Venice is a classic example of an event that art insiders love to hate. Every two years, a superstar curator is asked to prepare a vast exhibition in a difficult and historically charged venue, with limited resources, a ridiculous timeline, Italian ineptitude, and a spaghetti bowl of national pride, politics, and pavilion positioning thrown into the mix. Then the art crowd descends and, between bouts of champagne drinking and Vaporetto riding, it delivers a categorical judgment—usually negative. The pop psychologist in me believes that some folks have so much fun in Venice that they have to declare the Biennial a failure and a bore. This is partly intended to make their expense-account journey look more like a hard-working professional chore than the sybaritic fun ride it is. (You may discern a note of envy: I wasn’t there.) After this year’s opening, the commentariat appeared to be speaking from the same talking points. The line was that while the last Biennial was awful, this one—organized by art-world wunderkind Daniel Birnbaum, who is undoubtedly one of the smartest young figures on the scene—was banal and flat. Really?
Contrast with Basel. It’s a trite metaphor, but the world’s leading art fair, which occupies the same space as Baselworld, the epic watch fair, really does run like clockwork. (Disclosure: ArtworldSalon co-founder Marc Spiegler and his colleagues deserve much of the credit for this). This year as every other year, Basel was a disembarkation point for collectors and museum honchos arriving from Venice. Profound and justifiable art market anxiety preceded the fair. Even so, nothing hinted at any malaise or uncertainty on the surface. It is a very Swiss thing to never let trouble show, so it didn’t. An astonishing exhibition-cum-performance extravaganza, Il Tempo Del Postino, added a special layer of excitement and significance.

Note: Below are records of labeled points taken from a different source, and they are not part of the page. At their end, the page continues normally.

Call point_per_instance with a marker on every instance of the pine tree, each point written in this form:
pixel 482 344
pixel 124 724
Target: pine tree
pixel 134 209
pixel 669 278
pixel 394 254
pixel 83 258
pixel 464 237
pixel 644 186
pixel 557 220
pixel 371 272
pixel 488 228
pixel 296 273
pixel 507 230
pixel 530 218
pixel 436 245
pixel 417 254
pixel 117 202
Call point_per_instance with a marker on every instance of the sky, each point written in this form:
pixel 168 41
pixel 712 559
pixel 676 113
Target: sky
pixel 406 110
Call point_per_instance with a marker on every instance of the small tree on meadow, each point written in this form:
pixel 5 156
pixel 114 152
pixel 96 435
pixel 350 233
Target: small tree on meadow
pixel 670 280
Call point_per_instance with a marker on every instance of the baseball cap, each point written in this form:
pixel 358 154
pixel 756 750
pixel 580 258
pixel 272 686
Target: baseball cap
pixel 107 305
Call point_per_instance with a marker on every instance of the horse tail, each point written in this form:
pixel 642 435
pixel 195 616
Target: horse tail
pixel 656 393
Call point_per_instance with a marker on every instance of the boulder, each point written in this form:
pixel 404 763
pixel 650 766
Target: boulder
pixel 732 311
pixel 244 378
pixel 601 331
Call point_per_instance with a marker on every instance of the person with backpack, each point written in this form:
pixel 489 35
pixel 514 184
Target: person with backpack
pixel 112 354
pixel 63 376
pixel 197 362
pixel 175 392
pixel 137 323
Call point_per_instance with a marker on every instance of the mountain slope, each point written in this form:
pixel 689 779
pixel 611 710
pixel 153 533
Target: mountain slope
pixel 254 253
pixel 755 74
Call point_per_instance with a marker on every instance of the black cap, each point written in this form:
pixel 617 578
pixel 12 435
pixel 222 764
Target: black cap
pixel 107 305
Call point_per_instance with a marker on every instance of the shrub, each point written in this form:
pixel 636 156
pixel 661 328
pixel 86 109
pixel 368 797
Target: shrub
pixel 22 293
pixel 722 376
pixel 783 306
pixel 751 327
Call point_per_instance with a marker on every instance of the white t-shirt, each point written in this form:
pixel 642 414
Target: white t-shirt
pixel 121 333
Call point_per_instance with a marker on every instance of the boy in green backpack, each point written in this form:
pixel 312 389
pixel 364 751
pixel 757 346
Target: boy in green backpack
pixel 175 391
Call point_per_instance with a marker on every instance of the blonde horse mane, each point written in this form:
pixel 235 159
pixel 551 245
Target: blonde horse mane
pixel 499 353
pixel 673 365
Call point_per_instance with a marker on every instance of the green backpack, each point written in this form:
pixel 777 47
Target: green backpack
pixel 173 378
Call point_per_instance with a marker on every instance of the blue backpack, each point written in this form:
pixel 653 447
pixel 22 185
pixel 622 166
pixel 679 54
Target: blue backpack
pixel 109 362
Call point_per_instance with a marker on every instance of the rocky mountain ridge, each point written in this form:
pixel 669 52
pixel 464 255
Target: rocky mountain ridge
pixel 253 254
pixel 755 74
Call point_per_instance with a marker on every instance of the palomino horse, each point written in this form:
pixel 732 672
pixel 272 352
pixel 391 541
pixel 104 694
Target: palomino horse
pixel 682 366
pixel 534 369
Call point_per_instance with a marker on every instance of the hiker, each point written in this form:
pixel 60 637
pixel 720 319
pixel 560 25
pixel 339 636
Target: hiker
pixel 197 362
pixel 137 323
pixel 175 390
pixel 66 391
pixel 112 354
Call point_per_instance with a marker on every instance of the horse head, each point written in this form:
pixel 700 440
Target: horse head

But what made Art Basel so different from Venice was the talk surrounding it. The common line here was, “We were hoping for the worst, and we came away happy.” With dealers running out of inventory by the third day, Basel was declared a triumph, a turning point, a milestone to recovery.
In reality, all global events have their strong points and weak points, their relative successes and failures. Their scale and complexity, the sheer quantity of artworks and people involved renders blanket judgments meaningless. Nonetheless, the art world longs for a simple verdict, like a bloodthirsty crowd in a gladiator arena. The best advice for mega-event organizers, it seems, would be to keep expectations on the muted side. Everyone likes a surprise, especially a good one.